Mais il était tard. Il fallait rentrer, descendre de ce beau rêve. D’ailleurs, sitôt le soleil disparu, le vent s’éleva, vif et froid, comme il arrive dans ces débuts du printemps où la gelée des nuits succède aux chauds rayons des jours.

Cette impression d’hiver fit aux enfants un retour morne et transi. La voiture filait dans la direction du gymnase, s’éloignait de l’Arc-de-Triomphe encore tout enflammé du couchant, et semblait aller vers la nuit. Mâdou songeait sur le siège, à côté du cocher; Jack, sans trop savoir pourquoi, avait le cœur gros, et par hasard madame de Barancy se taisait. Elle avait pourtant quelque chose à dire, et quelque chose qui lui coûtait probablement beaucoup, car elle attendit au dernier moment pour parler.

Enfin elle prit la main de Jack dans la sienne.

– Écoute, mon enfant. J’ai une mauvaise nouvelle à t’apprendre…

Il comprit tout de suite qu’un grand malheur lui arrivait, et ses yeux suppliants se tournèrent vers sa mère:

Oh! ne le dis pas, ne le dis pas ce que tu as à m’apprendre.

Mais elle continua, parlant à voix basse et très vite:

– Il faut que je parte pour un grand voyage… Je suis obligée de te quitter… Mais je t’écrirai… Ne pleure pas surtout, mon chéri, tu me ferais trop de peine… D’abord, ce n’est pas pour longtemps que je m’en vais… nous nous reverrons bientôt… oui, bientôt, je te le promets…

Et elle se mit à lui raconter une foule d’histoires saugrenues.

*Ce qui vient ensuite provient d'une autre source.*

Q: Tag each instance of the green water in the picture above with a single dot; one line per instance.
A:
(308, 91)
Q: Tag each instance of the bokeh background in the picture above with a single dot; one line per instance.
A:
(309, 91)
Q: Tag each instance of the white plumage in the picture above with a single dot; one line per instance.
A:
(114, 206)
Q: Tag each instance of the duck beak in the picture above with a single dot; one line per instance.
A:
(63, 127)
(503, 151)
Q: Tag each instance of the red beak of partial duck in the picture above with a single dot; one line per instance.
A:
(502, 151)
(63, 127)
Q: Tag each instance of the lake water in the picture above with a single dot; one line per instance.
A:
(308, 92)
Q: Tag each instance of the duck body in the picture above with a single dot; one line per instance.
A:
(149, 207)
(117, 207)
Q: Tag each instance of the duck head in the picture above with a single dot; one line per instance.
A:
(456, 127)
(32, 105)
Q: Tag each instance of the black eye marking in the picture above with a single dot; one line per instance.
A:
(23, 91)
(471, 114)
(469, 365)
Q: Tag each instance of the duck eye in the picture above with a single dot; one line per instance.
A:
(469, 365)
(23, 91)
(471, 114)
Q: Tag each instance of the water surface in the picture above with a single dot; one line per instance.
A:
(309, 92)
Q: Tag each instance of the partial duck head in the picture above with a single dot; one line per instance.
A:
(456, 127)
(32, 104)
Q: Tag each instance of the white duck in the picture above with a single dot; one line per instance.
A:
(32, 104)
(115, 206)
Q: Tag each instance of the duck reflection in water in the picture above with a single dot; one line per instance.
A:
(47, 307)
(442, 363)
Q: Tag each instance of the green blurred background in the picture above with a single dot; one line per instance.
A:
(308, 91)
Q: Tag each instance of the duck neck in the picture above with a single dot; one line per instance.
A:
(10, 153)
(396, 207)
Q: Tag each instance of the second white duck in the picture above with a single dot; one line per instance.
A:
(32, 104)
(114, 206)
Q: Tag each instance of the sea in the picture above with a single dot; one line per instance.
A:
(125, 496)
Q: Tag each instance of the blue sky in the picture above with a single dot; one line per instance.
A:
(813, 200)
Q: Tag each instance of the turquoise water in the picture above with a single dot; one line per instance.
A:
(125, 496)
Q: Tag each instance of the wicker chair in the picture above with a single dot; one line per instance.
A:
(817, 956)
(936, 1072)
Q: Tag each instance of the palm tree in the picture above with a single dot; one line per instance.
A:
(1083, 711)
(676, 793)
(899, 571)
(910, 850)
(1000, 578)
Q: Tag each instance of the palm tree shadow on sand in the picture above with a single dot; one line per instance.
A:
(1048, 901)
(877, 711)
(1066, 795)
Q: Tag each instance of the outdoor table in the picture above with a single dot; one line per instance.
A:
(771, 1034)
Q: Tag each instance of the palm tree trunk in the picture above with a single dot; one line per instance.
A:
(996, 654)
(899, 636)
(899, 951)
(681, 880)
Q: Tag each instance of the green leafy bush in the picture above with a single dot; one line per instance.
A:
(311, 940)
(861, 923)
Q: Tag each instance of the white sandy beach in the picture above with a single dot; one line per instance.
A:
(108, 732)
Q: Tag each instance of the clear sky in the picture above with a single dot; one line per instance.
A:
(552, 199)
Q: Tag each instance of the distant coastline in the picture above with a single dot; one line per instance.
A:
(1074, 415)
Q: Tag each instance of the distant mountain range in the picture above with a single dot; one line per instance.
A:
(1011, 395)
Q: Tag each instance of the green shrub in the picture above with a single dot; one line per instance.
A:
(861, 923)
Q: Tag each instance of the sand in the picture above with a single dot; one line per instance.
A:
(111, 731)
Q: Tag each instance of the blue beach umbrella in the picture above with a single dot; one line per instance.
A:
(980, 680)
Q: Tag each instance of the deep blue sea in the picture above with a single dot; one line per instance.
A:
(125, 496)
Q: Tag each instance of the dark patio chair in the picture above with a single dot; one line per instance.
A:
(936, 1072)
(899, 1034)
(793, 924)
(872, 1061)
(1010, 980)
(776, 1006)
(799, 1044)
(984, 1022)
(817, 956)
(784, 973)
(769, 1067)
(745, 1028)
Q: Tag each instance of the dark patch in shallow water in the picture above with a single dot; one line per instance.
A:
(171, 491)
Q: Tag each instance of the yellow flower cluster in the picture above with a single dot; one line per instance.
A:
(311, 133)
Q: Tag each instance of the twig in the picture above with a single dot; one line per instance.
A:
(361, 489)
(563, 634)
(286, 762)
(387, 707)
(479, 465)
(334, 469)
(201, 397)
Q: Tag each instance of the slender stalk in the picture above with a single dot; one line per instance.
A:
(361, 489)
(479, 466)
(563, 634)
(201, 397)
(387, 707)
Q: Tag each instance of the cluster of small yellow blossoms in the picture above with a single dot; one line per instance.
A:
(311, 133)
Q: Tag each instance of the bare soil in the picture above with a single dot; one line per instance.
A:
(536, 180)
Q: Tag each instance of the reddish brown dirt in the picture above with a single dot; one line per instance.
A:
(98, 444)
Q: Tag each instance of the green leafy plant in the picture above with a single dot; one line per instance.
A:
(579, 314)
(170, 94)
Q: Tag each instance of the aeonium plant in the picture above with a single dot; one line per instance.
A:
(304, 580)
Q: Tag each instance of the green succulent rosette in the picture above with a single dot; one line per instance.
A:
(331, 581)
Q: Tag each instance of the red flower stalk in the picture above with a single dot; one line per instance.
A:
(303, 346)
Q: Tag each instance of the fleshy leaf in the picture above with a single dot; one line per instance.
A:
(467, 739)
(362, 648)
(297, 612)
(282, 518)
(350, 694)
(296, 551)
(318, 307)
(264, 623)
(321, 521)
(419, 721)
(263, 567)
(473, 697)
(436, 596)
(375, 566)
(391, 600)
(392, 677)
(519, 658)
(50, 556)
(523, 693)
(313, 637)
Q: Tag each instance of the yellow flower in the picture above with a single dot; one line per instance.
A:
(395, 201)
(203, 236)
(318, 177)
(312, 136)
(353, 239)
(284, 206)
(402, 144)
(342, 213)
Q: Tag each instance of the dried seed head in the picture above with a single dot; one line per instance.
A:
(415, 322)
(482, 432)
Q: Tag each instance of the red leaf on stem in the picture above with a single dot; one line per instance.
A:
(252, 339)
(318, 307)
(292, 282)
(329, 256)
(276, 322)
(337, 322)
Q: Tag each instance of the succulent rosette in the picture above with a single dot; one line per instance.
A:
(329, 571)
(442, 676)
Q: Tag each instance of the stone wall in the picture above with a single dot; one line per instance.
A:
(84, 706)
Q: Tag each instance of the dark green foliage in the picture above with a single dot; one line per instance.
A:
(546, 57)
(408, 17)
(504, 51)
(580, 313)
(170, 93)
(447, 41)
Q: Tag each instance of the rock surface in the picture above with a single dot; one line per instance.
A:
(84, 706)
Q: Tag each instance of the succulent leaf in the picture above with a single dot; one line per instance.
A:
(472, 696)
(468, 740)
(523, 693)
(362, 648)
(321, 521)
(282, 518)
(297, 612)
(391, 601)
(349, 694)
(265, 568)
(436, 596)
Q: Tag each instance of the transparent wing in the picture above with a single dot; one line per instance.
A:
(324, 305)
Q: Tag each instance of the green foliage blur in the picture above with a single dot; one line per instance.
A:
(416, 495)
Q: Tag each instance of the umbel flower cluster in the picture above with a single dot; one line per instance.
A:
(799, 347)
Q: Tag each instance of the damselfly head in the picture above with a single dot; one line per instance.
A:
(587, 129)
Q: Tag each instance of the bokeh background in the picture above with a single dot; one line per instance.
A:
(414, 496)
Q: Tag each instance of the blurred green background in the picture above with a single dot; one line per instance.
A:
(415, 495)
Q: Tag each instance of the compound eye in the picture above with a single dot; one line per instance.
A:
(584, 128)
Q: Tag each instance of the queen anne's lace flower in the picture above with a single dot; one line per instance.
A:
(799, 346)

Il s’agissait d’affaires d’argent, d’une succession à recueillir, de choses tout à fait mystérieuses.

Elle aurait pu parler longtemps encore, inventer mille autres histoires, Jack ne l’écoutait plus. Affaissé, anéanti, il pleurait silencieusement dans son coin, et le Paris qu’il traversait lui semblait bien changé depuis le matin, dépouillé de ses rayons printaniers, de ses parfums de lilas, lugubre, désastreux; car il le regardait avec les yeux trempés de larmes d’un enfant qui vient de perdre sa mère.

VI LE PETIT ROI

Quelque temps après ce départ précipité, il arriva au gymnase une lettre de d’Argenton.

Le poète écrivait à son «cher directeur» pour lui annoncer que la mort d’une parente ayant changé sa position, il le priait d’accepter sa démission de professeur de littérature. En post-scriptum et d’une façon tout à fait cavalière, il ajoutait que madame de Barancy, obligée de quitter Paris subitement, confiait le petit Jack aux soins paternels de M. Moronval. En cas de maladie de l’enfant, écrire à l’adresse de d’Argenton, à Paris, avec ordre de faire suivre.

«Les soins paternels de Moronval.» Avait-il dû rire en écrivant cette phrase! Comme s’il ne connaissait pas le mulâtre, comme s’il ne savait pas ce qui attendait l’enfant à l’institution quand on apprendrait que sa mère était partie et qu’il n’y avait plus rien à espérer d’elle!

Au reçu de cette lettre sèche, succincte, impertinente à force de discrétion, Moronval eut un de ces terribles accès de colère, déréglés et fous, comme il en avait quelquefois, et qui faisaient passer dans le gymnase le tremblement, l’agitation, la consternation d’un orage sous les tropiques.

Partie!

Elle était partie avec ce va-nu-pieds, ce bellâtre cagneux, sans talent, sans esprit, sans rien. Ah! elle en aurait de l’agrément!… Si ce n’était pas honteux, une femme de son âge, car elle n’était plus de la première jeunesse, avoir le cœur de s’en aller, de laisser là ce pauvre enfant, seul dans Paris, livré à des étrangers.